I sat back. Suddenly I felt calmer. I had a report to make, top priority, one stop away from the President. Somehow the assignment drove my anxiety into temporary retreat. I decided I would call Colson first, then Kleindienst, saving Liddy for last. The I.O. rang again.

“John, this is Gordon. I need to come over and see you.” It was Strachan, Haldeman’s tickler, excited. I didn’t want to hear it. I was riveted to my job for Ehrlichman, miles above Strachan’s level.

“Gordon, I’m tied up right now,” I said abruptly. “I just talked to Ehrlichman and I’ve got to do something for him right now. I’m trying to find out what happened on this Watergate thing. I’ll talk to you later.” I left him no room to protest, hung up, and dialed Colson on the I.O. before anybody else could call.

“Chuck, I just talked with Ehrlichman, and he asked me to look into this incident at the DNC. Howard Hunt’s name keeps coming up, and I wanted to ask—”

“For Christ’s sake! I talked to Ehrlichman about it over the weekend,” Chuck shouted angrily. He spat out words like a machine gun, giving off so much energy I imagined him running sprints around his office. “I told him I had no idea where Hunt was, or what he was doing! I haven’t seen Hunt in months! He’s off my payroll. He has been. I can’t believe Hunt’s involved in that Watergate thing, anyway. That’s the craziest goddamn thing I ever heard! I can’t believe any of it”

“Well, Chuck,” I interrupted, as firmly but mildly as I could, “what’s the story on Hunt’s relationship to you?”

“I hired him as a consultant for Ehrlichman,” he said, stressing the name.

“What do you mean?”

“Well, those guys were all out in California, and they wanted me to bring somebody in to work on the Pentagon Papers.
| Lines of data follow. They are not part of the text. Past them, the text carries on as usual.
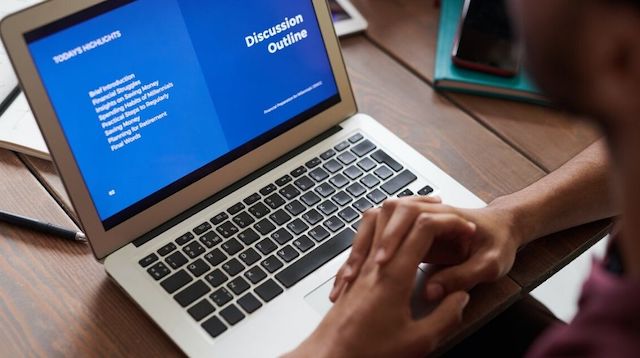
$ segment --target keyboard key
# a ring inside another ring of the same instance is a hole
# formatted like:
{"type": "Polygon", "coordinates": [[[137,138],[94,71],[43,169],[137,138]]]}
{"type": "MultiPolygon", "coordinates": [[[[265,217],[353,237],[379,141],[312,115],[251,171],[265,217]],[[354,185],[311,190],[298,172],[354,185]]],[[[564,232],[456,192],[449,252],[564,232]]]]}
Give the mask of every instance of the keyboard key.
{"type": "Polygon", "coordinates": [[[342,164],[338,163],[337,160],[331,159],[330,161],[324,163],[323,167],[329,171],[329,173],[335,173],[342,169],[342,164]]]}
{"type": "Polygon", "coordinates": [[[262,298],[263,301],[269,302],[284,292],[282,287],[273,280],[267,280],[262,285],[256,287],[255,293],[262,298]]]}
{"type": "Polygon", "coordinates": [[[344,142],[340,142],[338,143],[335,147],[333,147],[333,149],[337,150],[338,152],[342,152],[343,150],[349,148],[349,142],[344,141],[344,142]]]}
{"type": "Polygon", "coordinates": [[[220,321],[216,316],[204,321],[204,323],[202,323],[202,328],[204,328],[212,338],[218,337],[227,330],[227,326],[225,326],[224,323],[222,323],[222,321],[220,321]]]}
{"type": "Polygon", "coordinates": [[[316,240],[317,242],[328,238],[329,235],[329,232],[322,226],[316,226],[313,229],[309,230],[309,236],[311,236],[311,238],[316,240]]]}
{"type": "Polygon", "coordinates": [[[260,189],[260,194],[262,195],[269,195],[271,193],[273,193],[274,191],[276,191],[277,187],[273,184],[269,184],[267,186],[265,186],[264,188],[260,189]]]}
{"type": "Polygon", "coordinates": [[[353,230],[358,230],[358,227],[360,227],[360,223],[362,223],[362,219],[351,224],[351,227],[353,228],[353,230]]]}
{"type": "Polygon", "coordinates": [[[251,293],[247,293],[246,295],[240,297],[238,299],[238,304],[247,313],[253,313],[258,308],[262,307],[262,303],[260,303],[256,296],[251,293]]]}
{"type": "Polygon", "coordinates": [[[240,214],[233,217],[233,222],[236,223],[241,229],[253,224],[255,220],[249,213],[246,211],[241,212],[240,214]]]}
{"type": "Polygon", "coordinates": [[[300,191],[296,189],[293,185],[289,184],[284,188],[280,189],[280,195],[282,195],[287,200],[292,200],[293,198],[300,195],[300,191]]]}
{"type": "Polygon", "coordinates": [[[284,260],[284,262],[291,262],[291,260],[293,260],[296,257],[300,256],[298,251],[296,251],[296,249],[291,247],[291,245],[287,245],[287,246],[283,247],[282,249],[278,250],[277,254],[278,254],[278,256],[280,256],[280,258],[282,260],[284,260]]]}
{"type": "Polygon", "coordinates": [[[162,246],[160,249],[158,249],[158,253],[160,254],[160,256],[167,256],[175,249],[176,249],[176,244],[174,244],[173,242],[170,242],[162,246]]]}
{"type": "Polygon", "coordinates": [[[189,255],[190,258],[195,259],[196,257],[204,254],[206,250],[204,246],[200,245],[199,242],[194,241],[185,246],[182,251],[184,251],[185,254],[189,255]]]}
{"type": "Polygon", "coordinates": [[[238,239],[240,239],[240,241],[242,241],[245,245],[251,245],[259,238],[260,236],[258,236],[258,234],[251,228],[238,234],[238,239]]]}
{"type": "MultiPolygon", "coordinates": [[[[340,220],[337,216],[332,216],[322,223],[325,227],[327,227],[331,232],[336,232],[342,229],[345,224],[342,220],[340,220]]],[[[309,232],[311,233],[311,232],[309,232]]]]}
{"type": "Polygon", "coordinates": [[[227,282],[229,278],[227,277],[227,275],[224,274],[224,272],[220,271],[220,269],[215,269],[212,272],[208,273],[204,277],[204,279],[207,280],[207,282],[209,282],[211,286],[216,288],[222,285],[223,283],[227,282]]]}
{"type": "Polygon", "coordinates": [[[151,277],[153,277],[156,281],[165,277],[166,275],[169,274],[169,272],[171,272],[169,270],[169,268],[167,266],[165,266],[164,263],[162,262],[158,262],[157,264],[149,267],[147,269],[147,272],[149,273],[149,275],[151,275],[151,277]]]}
{"type": "Polygon", "coordinates": [[[332,196],[331,200],[335,201],[336,204],[340,206],[345,206],[349,204],[353,200],[353,198],[344,191],[340,191],[336,193],[336,195],[332,196]]]}
{"type": "Polygon", "coordinates": [[[355,232],[353,230],[349,228],[342,230],[339,234],[276,274],[276,279],[287,288],[293,286],[351,246],[354,236],[355,232]]]}
{"type": "Polygon", "coordinates": [[[268,197],[264,198],[264,203],[267,204],[271,209],[277,209],[282,206],[285,201],[278,193],[273,193],[268,197]]]}
{"type": "Polygon", "coordinates": [[[373,204],[366,198],[360,198],[353,203],[353,207],[358,209],[359,212],[364,213],[365,211],[373,208],[373,204]]]}
{"type": "Polygon", "coordinates": [[[356,180],[356,179],[360,178],[362,176],[362,174],[364,174],[362,172],[362,170],[360,170],[355,165],[352,165],[349,168],[345,169],[342,173],[344,173],[344,175],[349,177],[349,179],[351,179],[351,180],[356,180]]]}
{"type": "Polygon", "coordinates": [[[196,321],[200,321],[201,319],[212,314],[215,310],[216,309],[213,307],[213,305],[209,303],[209,301],[207,301],[207,299],[205,298],[189,308],[187,312],[189,312],[193,319],[195,319],[196,321]]]}
{"type": "Polygon", "coordinates": [[[320,160],[320,158],[313,158],[310,161],[306,162],[305,166],[311,169],[317,167],[318,165],[320,165],[320,163],[322,163],[322,160],[320,160]]]}
{"type": "Polygon", "coordinates": [[[398,193],[398,198],[404,198],[405,196],[412,196],[413,192],[409,189],[405,189],[398,193]]]}
{"type": "Polygon", "coordinates": [[[329,158],[333,157],[334,155],[336,155],[336,151],[333,149],[329,149],[326,152],[320,154],[320,158],[322,158],[322,160],[328,160],[329,158]]]}
{"type": "Polygon", "coordinates": [[[267,277],[267,273],[262,271],[259,266],[253,266],[244,273],[244,277],[251,281],[251,283],[256,284],[264,280],[264,278],[267,277]]]}
{"type": "Polygon", "coordinates": [[[242,321],[245,317],[244,313],[240,312],[238,307],[235,305],[229,305],[229,307],[220,311],[220,316],[222,316],[222,318],[224,318],[224,320],[230,325],[234,325],[242,321]]]}
{"type": "Polygon", "coordinates": [[[300,197],[308,206],[313,206],[320,201],[320,197],[316,193],[309,191],[300,197]]]}
{"type": "Polygon", "coordinates": [[[395,177],[393,177],[388,182],[382,184],[380,188],[384,190],[387,194],[393,195],[398,191],[400,191],[400,189],[413,183],[417,179],[418,177],[416,177],[415,174],[413,174],[409,170],[405,170],[400,174],[396,175],[395,177]]]}
{"type": "Polygon", "coordinates": [[[315,191],[323,198],[326,198],[327,196],[335,193],[336,189],[334,189],[334,187],[332,187],[329,183],[322,183],[316,187],[315,191]]]}
{"type": "Polygon", "coordinates": [[[393,175],[393,171],[386,165],[383,165],[380,168],[374,170],[373,173],[382,180],[389,179],[393,175]]]}
{"type": "Polygon", "coordinates": [[[329,182],[331,182],[331,184],[333,184],[336,188],[340,189],[349,184],[349,179],[347,179],[342,174],[336,174],[331,179],[329,179],[329,182]]]}
{"type": "Polygon", "coordinates": [[[202,280],[198,280],[184,290],[178,292],[178,294],[173,298],[175,298],[182,307],[187,307],[209,291],[211,291],[211,288],[209,288],[209,286],[207,286],[207,284],[202,280]]]}
{"type": "Polygon", "coordinates": [[[138,263],[140,264],[140,266],[142,267],[147,267],[149,265],[151,265],[152,263],[158,261],[158,255],[151,253],[145,257],[143,257],[142,259],[140,259],[140,261],[138,261],[138,263]]]}
{"type": "Polygon", "coordinates": [[[180,236],[179,238],[177,238],[176,239],[176,243],[178,245],[182,246],[182,245],[186,244],[187,242],[193,240],[194,238],[195,238],[195,236],[192,233],[188,232],[188,233],[180,236]]]}
{"type": "Polygon", "coordinates": [[[356,161],[356,156],[351,154],[351,152],[344,152],[338,156],[338,160],[342,162],[344,165],[349,165],[356,161]]]}
{"type": "Polygon", "coordinates": [[[318,209],[325,215],[331,215],[338,210],[338,207],[332,201],[326,200],[318,205],[318,209]]]}
{"type": "Polygon", "coordinates": [[[204,259],[207,260],[211,266],[218,266],[227,259],[227,256],[223,254],[220,249],[213,249],[211,252],[204,255],[204,259]]]}
{"type": "Polygon", "coordinates": [[[244,262],[244,264],[247,266],[251,266],[256,261],[260,260],[260,254],[258,254],[256,250],[252,248],[246,249],[243,253],[239,255],[239,257],[240,257],[240,260],[242,260],[242,262],[244,262]]]}
{"type": "Polygon", "coordinates": [[[355,145],[353,148],[351,148],[351,151],[359,156],[362,157],[363,155],[368,154],[369,152],[371,152],[372,150],[376,149],[375,144],[371,143],[371,141],[369,141],[368,139],[358,143],[357,145],[355,145]]]}
{"type": "Polygon", "coordinates": [[[369,158],[364,158],[358,162],[358,166],[360,167],[360,169],[364,170],[365,172],[368,172],[371,169],[375,168],[376,165],[377,164],[369,158]]]}
{"type": "Polygon", "coordinates": [[[352,135],[351,137],[349,137],[349,142],[351,142],[351,143],[357,143],[357,142],[359,142],[360,140],[362,140],[362,138],[364,138],[364,137],[362,136],[362,134],[360,134],[360,133],[356,133],[356,134],[352,135]]]}
{"type": "Polygon", "coordinates": [[[176,251],[171,255],[167,256],[165,261],[167,262],[167,264],[169,264],[169,266],[171,266],[175,270],[177,268],[180,268],[182,265],[186,264],[189,260],[187,260],[187,258],[184,257],[184,255],[180,251],[176,251]]]}
{"type": "Polygon", "coordinates": [[[220,213],[211,218],[211,223],[213,225],[219,225],[221,222],[227,220],[228,218],[229,218],[229,215],[227,215],[227,213],[220,213]]]}
{"type": "Polygon", "coordinates": [[[295,184],[302,191],[307,191],[313,188],[314,185],[316,185],[316,183],[306,175],[301,177],[300,179],[297,179],[295,182],[293,182],[293,184],[295,184]]]}
{"type": "Polygon", "coordinates": [[[267,255],[272,253],[275,249],[277,249],[278,246],[276,246],[276,244],[273,243],[271,239],[267,238],[257,243],[256,248],[260,250],[260,252],[262,252],[263,255],[267,255]]]}
{"type": "Polygon", "coordinates": [[[364,186],[366,186],[367,188],[371,189],[374,186],[380,184],[380,179],[376,178],[372,174],[367,174],[364,176],[364,178],[360,179],[360,182],[364,184],[364,186]]]}
{"type": "Polygon", "coordinates": [[[253,205],[256,201],[260,200],[260,194],[258,193],[253,193],[249,196],[247,196],[246,198],[244,198],[244,203],[247,205],[253,205]]]}
{"type": "Polygon", "coordinates": [[[209,231],[210,229],[211,229],[211,224],[209,224],[208,222],[204,222],[196,226],[195,228],[193,228],[193,232],[195,232],[196,235],[202,235],[205,232],[209,231]]]}
{"type": "Polygon", "coordinates": [[[193,279],[189,276],[187,271],[180,270],[167,277],[166,280],[160,282],[160,286],[162,286],[162,288],[164,288],[168,293],[174,293],[191,281],[193,281],[193,279]]]}
{"type": "Polygon", "coordinates": [[[320,214],[316,209],[311,209],[302,214],[302,218],[305,219],[309,225],[315,225],[322,220],[322,214],[320,214]]]}
{"type": "Polygon", "coordinates": [[[238,259],[233,258],[222,265],[222,269],[229,274],[229,276],[233,277],[244,270],[244,266],[240,261],[238,261],[238,259]]]}
{"type": "Polygon", "coordinates": [[[391,169],[399,172],[402,170],[402,165],[395,161],[395,159],[391,158],[387,153],[382,150],[378,150],[375,153],[371,154],[371,158],[375,159],[378,163],[384,163],[391,169]]]}
{"type": "Polygon", "coordinates": [[[349,194],[357,198],[360,195],[364,194],[367,190],[359,183],[353,183],[347,187],[347,191],[349,192],[349,194]]]}
{"type": "Polygon", "coordinates": [[[249,284],[244,280],[244,278],[242,278],[242,276],[238,276],[231,282],[229,282],[229,284],[227,284],[227,287],[229,287],[229,289],[233,291],[233,293],[239,295],[249,289],[249,284]]]}
{"type": "Polygon", "coordinates": [[[309,226],[305,224],[304,221],[295,219],[287,225],[287,228],[289,228],[289,230],[291,230],[294,234],[298,235],[307,230],[309,226]]]}
{"type": "Polygon", "coordinates": [[[187,266],[189,272],[195,277],[200,277],[207,273],[211,267],[203,259],[197,259],[187,266]]]}
{"type": "Polygon", "coordinates": [[[281,228],[278,231],[271,234],[271,238],[276,240],[278,244],[284,245],[293,239],[293,235],[291,235],[291,233],[287,231],[287,229],[281,228]]]}
{"type": "Polygon", "coordinates": [[[338,216],[342,218],[342,220],[350,223],[354,219],[356,219],[360,214],[357,211],[353,210],[351,207],[345,208],[344,210],[338,213],[338,216]]]}
{"type": "Polygon", "coordinates": [[[244,248],[242,244],[236,239],[229,239],[225,241],[221,247],[229,256],[237,254],[244,248]]]}
{"type": "Polygon", "coordinates": [[[269,271],[270,273],[276,272],[279,268],[284,266],[283,263],[273,255],[271,255],[271,256],[267,257],[266,259],[262,260],[260,265],[262,267],[264,267],[264,269],[269,271]]]}
{"type": "Polygon", "coordinates": [[[289,212],[289,214],[293,216],[299,215],[306,209],[304,205],[302,205],[302,203],[298,200],[290,202],[289,204],[285,205],[284,208],[289,212]]]}
{"type": "Polygon", "coordinates": [[[298,248],[298,250],[302,252],[306,252],[310,248],[312,248],[315,244],[311,241],[307,235],[302,235],[299,238],[293,240],[293,245],[298,248]]]}
{"type": "Polygon", "coordinates": [[[220,226],[216,227],[216,231],[225,239],[230,238],[238,232],[238,227],[233,225],[231,221],[225,221],[220,224],[220,226]]]}
{"type": "Polygon", "coordinates": [[[266,235],[276,228],[267,218],[258,221],[253,227],[262,235],[266,235]]]}
{"type": "Polygon", "coordinates": [[[291,172],[291,176],[297,178],[307,172],[307,168],[299,166],[291,172]]]}
{"type": "Polygon", "coordinates": [[[433,193],[433,188],[430,187],[429,185],[427,185],[424,188],[418,190],[418,195],[422,195],[422,196],[429,195],[431,193],[433,193]]]}
{"type": "Polygon", "coordinates": [[[231,292],[227,291],[226,288],[221,287],[218,290],[214,291],[211,296],[209,296],[213,302],[215,302],[218,307],[222,307],[226,305],[229,301],[233,299],[231,292]]]}
{"type": "Polygon", "coordinates": [[[256,205],[249,208],[249,212],[251,213],[251,215],[255,216],[256,219],[260,219],[263,216],[269,214],[271,210],[269,210],[269,208],[263,203],[257,203],[256,205]]]}
{"type": "Polygon", "coordinates": [[[218,245],[219,243],[222,242],[222,238],[220,238],[220,236],[216,235],[215,232],[213,231],[209,231],[208,233],[202,235],[200,237],[200,242],[202,242],[204,244],[204,246],[208,247],[208,248],[212,248],[216,245],[218,245]]]}
{"type": "Polygon", "coordinates": [[[282,178],[276,180],[276,185],[277,186],[283,186],[283,185],[287,184],[290,181],[291,181],[291,177],[288,176],[288,175],[285,175],[282,178]]]}
{"type": "Polygon", "coordinates": [[[387,195],[381,192],[379,189],[375,189],[367,194],[367,198],[369,198],[369,200],[371,200],[375,204],[380,204],[387,198],[387,195]]]}
{"type": "Polygon", "coordinates": [[[329,173],[327,173],[324,169],[322,168],[315,168],[314,170],[309,172],[309,176],[317,181],[317,182],[321,182],[325,179],[327,179],[329,177],[329,173]]]}
{"type": "Polygon", "coordinates": [[[269,215],[269,218],[271,220],[273,220],[273,222],[276,223],[276,225],[278,225],[278,226],[284,225],[289,220],[291,220],[291,216],[289,214],[287,214],[287,212],[282,210],[282,209],[279,209],[275,213],[269,215]]]}
{"type": "Polygon", "coordinates": [[[231,215],[235,215],[237,213],[239,213],[242,209],[244,209],[244,204],[243,203],[236,203],[233,206],[231,206],[229,209],[227,209],[227,212],[231,215]]]}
So I sent Hunt over to Ehrlichman. Hell, he wasn’t even at the top of my list!”

“Chuck, you sent Hunt out to interview Dita Beard a few months ago, didn’t you? We worked on that.”
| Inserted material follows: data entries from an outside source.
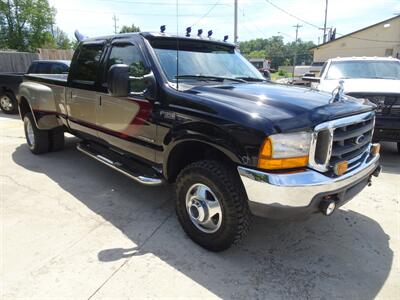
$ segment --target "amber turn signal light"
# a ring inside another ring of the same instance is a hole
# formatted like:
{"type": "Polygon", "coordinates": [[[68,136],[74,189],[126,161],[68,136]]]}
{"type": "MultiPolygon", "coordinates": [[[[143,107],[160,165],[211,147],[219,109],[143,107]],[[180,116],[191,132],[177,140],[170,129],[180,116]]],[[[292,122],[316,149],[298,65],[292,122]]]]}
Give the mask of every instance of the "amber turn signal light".
{"type": "Polygon", "coordinates": [[[381,151],[381,144],[379,144],[379,143],[372,144],[372,146],[371,146],[371,154],[372,155],[378,155],[380,151],[381,151]]]}
{"type": "Polygon", "coordinates": [[[347,172],[348,167],[349,163],[347,161],[341,161],[335,164],[335,166],[333,167],[333,172],[337,176],[340,176],[347,172]]]}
“Yeah, yeah,” he said, “and he wasn’t even around here then. I had to go find him. That’s the last time I remember seeing him. Look, I’m going through my files right now to get all the information. I’ll put it all together for you, and I’ll let you know what’s happening. But I don’t know what the hell Hunt’s doing. This doesn’t make any sense to me.”

“Okay, Chuck. Let me know.”

“Oh, and, John, I’d like to have a talk with you and Ehrlichman.” His tone shifted. He became almost subdued. “I’ve got some things I’d like to go over with both of you about Hunt. I think we ought to have a meeting later.”
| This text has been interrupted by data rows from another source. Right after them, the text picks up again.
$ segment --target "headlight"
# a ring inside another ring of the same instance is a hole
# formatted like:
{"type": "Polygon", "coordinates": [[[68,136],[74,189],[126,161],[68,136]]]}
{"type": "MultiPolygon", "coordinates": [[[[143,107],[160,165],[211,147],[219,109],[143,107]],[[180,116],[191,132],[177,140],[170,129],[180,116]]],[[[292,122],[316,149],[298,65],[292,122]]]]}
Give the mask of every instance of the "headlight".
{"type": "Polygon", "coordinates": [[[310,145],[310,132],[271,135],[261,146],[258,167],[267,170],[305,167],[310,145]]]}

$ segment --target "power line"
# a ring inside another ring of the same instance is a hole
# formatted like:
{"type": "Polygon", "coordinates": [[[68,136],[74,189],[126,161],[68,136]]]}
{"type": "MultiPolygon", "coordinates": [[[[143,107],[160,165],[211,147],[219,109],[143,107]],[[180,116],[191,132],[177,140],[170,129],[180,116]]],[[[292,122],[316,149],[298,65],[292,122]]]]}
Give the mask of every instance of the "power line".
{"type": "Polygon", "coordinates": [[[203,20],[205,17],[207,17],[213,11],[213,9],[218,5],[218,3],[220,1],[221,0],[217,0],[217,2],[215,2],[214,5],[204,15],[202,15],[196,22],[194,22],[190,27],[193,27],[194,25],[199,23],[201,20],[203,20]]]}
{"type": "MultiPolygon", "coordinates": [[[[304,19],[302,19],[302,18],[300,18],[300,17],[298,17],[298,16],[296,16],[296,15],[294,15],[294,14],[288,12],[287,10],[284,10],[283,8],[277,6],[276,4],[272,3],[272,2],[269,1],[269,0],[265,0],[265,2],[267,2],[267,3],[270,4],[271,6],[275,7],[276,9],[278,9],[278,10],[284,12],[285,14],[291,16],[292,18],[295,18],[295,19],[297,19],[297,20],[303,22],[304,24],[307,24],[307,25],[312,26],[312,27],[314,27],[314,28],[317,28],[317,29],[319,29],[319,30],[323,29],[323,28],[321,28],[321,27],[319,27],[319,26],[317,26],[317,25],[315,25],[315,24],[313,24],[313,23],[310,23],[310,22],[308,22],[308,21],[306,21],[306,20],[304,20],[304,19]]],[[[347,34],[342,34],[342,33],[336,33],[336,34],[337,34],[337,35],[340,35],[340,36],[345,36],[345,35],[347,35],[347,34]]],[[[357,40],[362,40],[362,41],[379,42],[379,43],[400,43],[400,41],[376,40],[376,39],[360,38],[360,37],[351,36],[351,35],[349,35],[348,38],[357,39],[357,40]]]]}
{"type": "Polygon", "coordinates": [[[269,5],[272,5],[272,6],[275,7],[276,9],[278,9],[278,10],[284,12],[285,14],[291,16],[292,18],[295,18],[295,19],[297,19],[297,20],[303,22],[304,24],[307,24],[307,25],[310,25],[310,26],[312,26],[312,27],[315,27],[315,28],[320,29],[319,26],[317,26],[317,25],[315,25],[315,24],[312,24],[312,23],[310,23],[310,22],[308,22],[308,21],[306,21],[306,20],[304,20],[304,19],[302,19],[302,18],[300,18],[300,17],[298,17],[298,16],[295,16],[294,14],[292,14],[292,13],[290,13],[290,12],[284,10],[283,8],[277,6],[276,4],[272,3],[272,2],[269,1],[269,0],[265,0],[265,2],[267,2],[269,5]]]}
“All right. I’m gonna see John later today. I’ll raise it with him then. I’ll call you.”

“Right.” He hung up, and I brooded. Obviously, Chuck did not trust Ehrlichman to determine who had sponsored Hunt, and wanted me there as an observer. I called Kleindienst.

“Hello, Junior,” he said. “I can’t guess what you’re calling me about.”

“Yeah. Needless to say, there’s some interest over here in finding out what’s going on.”